Business Context
PulseFit, a mobile fitness app, launched a new personalized onboarding flow intended to help new users find relevant workouts faster. The product team wants to know whether the feature improves 7-day retention for newly registered users.
Problem Statement
You are asked to structure the experiment and evaluate whether the new feature increased retention relative to the current onboarding experience.
Given Data
A 14-day randomized A/B test was run on new users only, with user-level randomization at signup.
| Group | Users Assigned | Users Retained on Day 7 | 7-Day Retention Rate |
|---|
| Control (existing onboarding) | 18,400 | 5,152 | 28.0% |
| Treatment (new onboarding) | 18,100 | 5,430 | 30.0% |
Additional planning inputs:
| Metric | Value |
|---|
| Baseline 7-day retention | 28.0% |
| Minimum detectable effect (absolute lift) | 1.5 percentage points |
| Significance level | 0.05 |
| Desired power | 0.80 |
Requirements
- Define the experimental design: unit of randomization, target population, primary metric, and at least two guardrail metrics.
- State the null and alternative hypotheses for testing retention lift.
- Compute the observed retention rates, pooled proportion, standard error, z-statistic, and two-sided p-value.
- Construct a 95% confidence interval for the difference in retention rates.
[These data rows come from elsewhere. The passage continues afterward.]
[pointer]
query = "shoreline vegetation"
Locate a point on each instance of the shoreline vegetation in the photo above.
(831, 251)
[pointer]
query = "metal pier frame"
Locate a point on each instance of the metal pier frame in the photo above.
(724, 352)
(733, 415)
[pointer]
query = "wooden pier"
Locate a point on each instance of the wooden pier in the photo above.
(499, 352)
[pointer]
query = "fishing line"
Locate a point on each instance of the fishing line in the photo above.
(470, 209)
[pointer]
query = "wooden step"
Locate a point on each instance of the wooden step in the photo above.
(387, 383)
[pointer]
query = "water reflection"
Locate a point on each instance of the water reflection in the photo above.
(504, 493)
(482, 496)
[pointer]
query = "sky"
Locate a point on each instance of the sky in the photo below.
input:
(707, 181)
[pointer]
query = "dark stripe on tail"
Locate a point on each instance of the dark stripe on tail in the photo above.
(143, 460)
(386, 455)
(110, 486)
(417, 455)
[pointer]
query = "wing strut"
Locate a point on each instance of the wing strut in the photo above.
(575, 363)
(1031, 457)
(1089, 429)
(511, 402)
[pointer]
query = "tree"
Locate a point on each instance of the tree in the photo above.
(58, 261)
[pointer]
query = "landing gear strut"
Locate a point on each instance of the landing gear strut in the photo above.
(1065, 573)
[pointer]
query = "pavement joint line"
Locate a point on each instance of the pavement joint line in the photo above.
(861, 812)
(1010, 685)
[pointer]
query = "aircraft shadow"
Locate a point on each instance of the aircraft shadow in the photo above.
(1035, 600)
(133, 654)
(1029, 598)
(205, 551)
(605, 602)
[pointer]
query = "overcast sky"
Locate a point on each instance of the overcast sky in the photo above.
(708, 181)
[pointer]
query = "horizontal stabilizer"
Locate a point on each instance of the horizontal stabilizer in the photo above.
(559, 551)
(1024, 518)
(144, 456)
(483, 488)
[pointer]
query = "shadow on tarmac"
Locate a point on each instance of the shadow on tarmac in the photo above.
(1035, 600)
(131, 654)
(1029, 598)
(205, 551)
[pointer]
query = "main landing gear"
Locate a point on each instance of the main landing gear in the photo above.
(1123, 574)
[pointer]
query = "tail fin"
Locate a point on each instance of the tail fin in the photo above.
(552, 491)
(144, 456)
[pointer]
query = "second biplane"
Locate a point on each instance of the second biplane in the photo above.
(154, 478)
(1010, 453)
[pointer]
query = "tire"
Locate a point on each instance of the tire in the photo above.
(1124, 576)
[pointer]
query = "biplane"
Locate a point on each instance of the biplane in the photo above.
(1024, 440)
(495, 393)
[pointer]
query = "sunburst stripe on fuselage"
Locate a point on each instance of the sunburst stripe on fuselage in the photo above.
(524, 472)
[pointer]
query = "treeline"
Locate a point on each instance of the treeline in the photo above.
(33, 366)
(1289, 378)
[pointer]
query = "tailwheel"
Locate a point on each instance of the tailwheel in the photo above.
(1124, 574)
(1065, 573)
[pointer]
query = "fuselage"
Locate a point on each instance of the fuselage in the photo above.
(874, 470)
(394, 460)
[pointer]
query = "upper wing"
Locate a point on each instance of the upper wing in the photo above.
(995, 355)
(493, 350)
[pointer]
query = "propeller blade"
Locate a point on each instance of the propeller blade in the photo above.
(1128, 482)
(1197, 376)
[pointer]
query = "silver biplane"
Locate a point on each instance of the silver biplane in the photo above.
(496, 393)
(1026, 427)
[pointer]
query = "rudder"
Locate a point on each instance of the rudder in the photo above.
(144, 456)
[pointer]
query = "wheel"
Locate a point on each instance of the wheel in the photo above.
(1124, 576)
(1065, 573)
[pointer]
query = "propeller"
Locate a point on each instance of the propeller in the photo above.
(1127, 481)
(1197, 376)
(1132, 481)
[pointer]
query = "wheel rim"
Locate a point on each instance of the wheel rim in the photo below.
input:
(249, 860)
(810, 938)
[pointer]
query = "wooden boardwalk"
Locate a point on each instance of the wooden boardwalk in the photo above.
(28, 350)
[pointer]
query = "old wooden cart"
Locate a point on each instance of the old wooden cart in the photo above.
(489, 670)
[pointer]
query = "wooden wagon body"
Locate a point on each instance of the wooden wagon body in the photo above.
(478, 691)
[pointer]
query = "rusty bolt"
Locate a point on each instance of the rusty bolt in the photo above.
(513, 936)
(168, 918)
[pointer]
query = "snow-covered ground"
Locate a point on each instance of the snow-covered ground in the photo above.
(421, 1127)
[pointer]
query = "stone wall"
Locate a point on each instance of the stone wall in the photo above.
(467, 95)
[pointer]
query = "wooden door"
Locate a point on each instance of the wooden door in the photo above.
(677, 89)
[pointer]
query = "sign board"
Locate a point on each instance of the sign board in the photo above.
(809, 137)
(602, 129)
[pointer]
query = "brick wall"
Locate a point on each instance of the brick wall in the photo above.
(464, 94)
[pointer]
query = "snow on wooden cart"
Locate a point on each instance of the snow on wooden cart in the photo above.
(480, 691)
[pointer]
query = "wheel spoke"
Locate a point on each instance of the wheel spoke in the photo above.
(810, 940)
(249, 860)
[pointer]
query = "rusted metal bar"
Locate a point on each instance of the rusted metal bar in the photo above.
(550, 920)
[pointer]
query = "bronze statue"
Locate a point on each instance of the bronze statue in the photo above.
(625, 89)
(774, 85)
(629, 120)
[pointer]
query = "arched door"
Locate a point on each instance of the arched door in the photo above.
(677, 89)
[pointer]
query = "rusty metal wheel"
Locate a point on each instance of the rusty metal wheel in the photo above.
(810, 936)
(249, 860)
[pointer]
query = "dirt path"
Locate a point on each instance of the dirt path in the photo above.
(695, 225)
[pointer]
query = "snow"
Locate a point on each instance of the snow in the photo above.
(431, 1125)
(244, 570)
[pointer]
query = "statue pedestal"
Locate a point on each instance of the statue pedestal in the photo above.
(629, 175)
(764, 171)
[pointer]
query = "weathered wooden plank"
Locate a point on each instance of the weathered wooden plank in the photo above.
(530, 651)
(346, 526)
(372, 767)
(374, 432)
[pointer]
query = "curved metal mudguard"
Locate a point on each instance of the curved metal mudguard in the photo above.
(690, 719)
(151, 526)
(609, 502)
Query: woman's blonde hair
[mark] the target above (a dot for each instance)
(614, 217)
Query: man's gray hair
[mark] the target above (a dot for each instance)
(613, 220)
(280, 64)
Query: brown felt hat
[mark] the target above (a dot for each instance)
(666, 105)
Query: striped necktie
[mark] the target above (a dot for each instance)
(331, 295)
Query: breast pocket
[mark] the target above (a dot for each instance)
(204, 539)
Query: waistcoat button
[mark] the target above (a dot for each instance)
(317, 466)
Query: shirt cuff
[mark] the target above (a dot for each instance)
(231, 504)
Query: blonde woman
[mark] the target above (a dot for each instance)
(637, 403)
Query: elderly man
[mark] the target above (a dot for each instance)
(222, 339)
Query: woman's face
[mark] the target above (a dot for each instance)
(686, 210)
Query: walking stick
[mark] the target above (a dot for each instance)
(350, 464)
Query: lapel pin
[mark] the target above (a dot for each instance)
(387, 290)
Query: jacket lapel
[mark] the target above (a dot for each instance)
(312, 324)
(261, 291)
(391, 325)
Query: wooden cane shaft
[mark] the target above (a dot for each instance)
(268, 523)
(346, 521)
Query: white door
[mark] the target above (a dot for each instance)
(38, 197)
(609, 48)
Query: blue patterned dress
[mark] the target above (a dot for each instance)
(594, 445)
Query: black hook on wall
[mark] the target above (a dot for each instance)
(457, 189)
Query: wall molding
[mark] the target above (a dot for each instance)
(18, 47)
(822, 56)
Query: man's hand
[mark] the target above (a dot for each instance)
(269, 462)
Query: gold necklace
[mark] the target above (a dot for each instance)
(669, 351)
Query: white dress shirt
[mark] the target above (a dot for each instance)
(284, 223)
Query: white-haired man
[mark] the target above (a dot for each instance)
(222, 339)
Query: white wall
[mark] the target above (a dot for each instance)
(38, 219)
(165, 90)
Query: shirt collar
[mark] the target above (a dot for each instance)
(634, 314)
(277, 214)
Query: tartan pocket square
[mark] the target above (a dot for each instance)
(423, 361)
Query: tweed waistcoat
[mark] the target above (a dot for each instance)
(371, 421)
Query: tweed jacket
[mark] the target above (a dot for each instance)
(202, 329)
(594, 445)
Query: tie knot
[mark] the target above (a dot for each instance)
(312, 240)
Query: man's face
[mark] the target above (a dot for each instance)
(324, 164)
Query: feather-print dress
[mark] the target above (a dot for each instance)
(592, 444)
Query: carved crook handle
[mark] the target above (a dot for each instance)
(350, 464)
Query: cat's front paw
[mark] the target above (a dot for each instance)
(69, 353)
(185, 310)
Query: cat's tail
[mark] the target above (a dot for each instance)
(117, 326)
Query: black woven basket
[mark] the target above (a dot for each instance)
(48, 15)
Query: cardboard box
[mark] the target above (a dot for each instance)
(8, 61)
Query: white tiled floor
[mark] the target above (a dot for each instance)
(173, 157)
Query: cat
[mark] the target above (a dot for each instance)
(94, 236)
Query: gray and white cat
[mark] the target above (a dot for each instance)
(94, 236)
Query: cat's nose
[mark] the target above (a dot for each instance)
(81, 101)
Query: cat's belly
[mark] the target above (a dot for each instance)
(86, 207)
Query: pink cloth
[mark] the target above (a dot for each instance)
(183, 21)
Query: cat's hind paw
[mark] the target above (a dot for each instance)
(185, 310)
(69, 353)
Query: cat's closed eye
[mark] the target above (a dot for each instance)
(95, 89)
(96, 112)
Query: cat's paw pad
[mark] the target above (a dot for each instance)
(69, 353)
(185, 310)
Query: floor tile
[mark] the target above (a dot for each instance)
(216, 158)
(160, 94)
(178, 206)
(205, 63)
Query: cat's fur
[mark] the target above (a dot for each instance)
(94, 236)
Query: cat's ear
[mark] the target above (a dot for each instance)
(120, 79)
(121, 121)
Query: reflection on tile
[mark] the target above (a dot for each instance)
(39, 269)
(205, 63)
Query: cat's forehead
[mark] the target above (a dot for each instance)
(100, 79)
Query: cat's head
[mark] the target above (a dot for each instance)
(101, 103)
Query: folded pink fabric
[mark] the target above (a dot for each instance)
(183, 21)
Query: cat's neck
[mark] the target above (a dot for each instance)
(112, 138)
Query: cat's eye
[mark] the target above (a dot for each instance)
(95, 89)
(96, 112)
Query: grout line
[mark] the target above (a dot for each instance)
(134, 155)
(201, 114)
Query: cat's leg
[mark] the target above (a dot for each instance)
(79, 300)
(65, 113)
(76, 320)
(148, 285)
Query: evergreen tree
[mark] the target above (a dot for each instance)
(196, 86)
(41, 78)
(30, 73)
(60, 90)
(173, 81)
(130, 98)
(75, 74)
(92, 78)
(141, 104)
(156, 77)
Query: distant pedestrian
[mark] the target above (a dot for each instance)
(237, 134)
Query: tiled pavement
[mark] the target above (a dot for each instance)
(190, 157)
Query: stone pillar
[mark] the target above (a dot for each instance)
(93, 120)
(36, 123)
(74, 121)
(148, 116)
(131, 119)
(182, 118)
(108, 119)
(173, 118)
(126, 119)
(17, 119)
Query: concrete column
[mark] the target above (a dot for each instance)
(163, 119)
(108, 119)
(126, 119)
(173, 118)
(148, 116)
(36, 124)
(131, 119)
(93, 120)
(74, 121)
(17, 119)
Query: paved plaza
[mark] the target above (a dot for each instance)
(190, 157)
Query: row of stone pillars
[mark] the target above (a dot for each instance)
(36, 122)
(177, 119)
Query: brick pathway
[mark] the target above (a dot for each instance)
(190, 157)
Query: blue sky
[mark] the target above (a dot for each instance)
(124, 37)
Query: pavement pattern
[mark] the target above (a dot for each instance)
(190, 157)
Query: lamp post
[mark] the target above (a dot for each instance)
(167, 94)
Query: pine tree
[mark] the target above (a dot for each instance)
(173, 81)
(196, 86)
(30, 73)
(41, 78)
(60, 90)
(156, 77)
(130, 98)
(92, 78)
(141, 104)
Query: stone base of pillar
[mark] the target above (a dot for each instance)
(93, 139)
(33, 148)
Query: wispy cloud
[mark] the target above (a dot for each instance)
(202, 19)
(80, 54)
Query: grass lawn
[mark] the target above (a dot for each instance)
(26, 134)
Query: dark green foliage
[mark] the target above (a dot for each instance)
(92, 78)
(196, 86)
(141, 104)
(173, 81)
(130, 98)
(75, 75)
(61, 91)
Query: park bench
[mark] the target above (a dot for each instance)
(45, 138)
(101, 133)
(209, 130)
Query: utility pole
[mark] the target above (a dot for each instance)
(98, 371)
- Compare the observed effect to the minimum detectable effect and state whether the result is practically meaningful.
- Conclude whether PulseFit should roll out the feature now, continue testing, or reject the feature.
Assumptions
- Randomization was implemented correctly with no sample ratio mismatch.
- Each user appears once and outcomes are independent across users.
- Day-7 retention is defined as at least one session on day 7 after signup.
- No major concurrent launches affected only one variant during the test window.